For every pack I’ve made to date, the back straps panel is the last panel I’d construct. This is usually the hardest part of all, so this time I did it first.

These are the straps on the Inov8 pack. – Very narrow at the shoulders. This makes them comfortable at light loads, but the webbing feels like knives when carrying anything over 3kg.

Considering how narrow the straps are on the Inov8, I made these a little wider. Although, they’re still far narrower than the 35L and 40L packs I’ve made. One thing about the Inov8 hydration vest that I really like is having the water bottles lower down the strap towards the base of your ribcage. This helps with comfort of the straps and gives the opportunity for another pocket up top.

Once the straps were put together it started to feel like I was nearly there. Starting with the hardest bit first has its perks.

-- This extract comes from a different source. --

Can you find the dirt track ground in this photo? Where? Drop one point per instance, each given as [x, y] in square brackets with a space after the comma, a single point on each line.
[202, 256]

A stretchy bottom and a roll top later I had all the panels ready for that magical sticking of everything together.

Final Images

Next to Ironside

A Few Notes

What went well:

  • Vest style straps are super comfortable even under load
  • Runs well with a very small amount of pack bounce
  • Sturdy af
  • Hydration front pockets are dreamy
  • The hot pink VX21 is beautiful
  • Easy to adjust straps
  • Relatively stress free sewing
  • Doing a pimp my ride in Illustrator

What I would do differently next time:

  • Change main fabric to VX07 or LiteSpeed
  • Tone it down a little with the colours :/
  • Use a black front mesh to hide zig zag stitches
  • Try sliding sternum straps (Salomon Style)
  • Try a lighter 3D Mesh
  • Change shape to distribute load even further to the top of the pack
I usually name my packs, although this one’s true personality hasn’t fully flourished yet. Suggestions?

Thanks for reading,

  • Post category:Gear

This Post Has 10 Comments

  1. chris

    Really nice work. I like the details and features, shows you really gave it some thought. Thanks for sharing

  2. Jeff

    Brilliant work! You made it look easy!

  3. Emmett

    Where do you get the hooks for the top cinch-down strap?

    1. Benjamin Davies

      They’re from Extremtextil in Germany

  4. chris

    Are you selling / sharing this pattern?

    1. Benjamin Davies

      Hi Chris. Currently, no. I’ve been testing the pack these past few weeks and there are still some tweaks to be made to the design before I’d consider this pattern ready to be sold. Already working on the V2 however!

  5. chris

    Ok, I will be watching! Thanks

  6. Perttu

    Hi! Looks really nice! I’ve also been making some packs lately. I was just wondering, what software do you use for the 3D models? Do you use also some other software for 2D or just Adobe Illustrator?

    1. Benjamin Davies

      Hi Perttu,
      I’m currently using Adobe Illustrator for the 2D patterns, which is where the majority of the designing occurs. Mocking up the basic 3D model in Fusion 360 or Rhino is helpful if you’re unsure of how the 2D dimensions might look. I’m not an expert when it comes to soft surface modelling, but Clo3D is what is commonly used by fashion and garment designers.
      Hopefully that is helpful!

  7. Perttu

    Hi Benjamin,
    Thanks! I used to have access to a variety of CAD software in my previous job, but at the moment I have to stick with free/affordable software with my personal projects. Yesterday I tried SketchUp to model a pyramid tent and that seemed quite alright for simple modelling. I think I’ll check if Fusion 360 would be more functional and more suitable for more complicated geometry.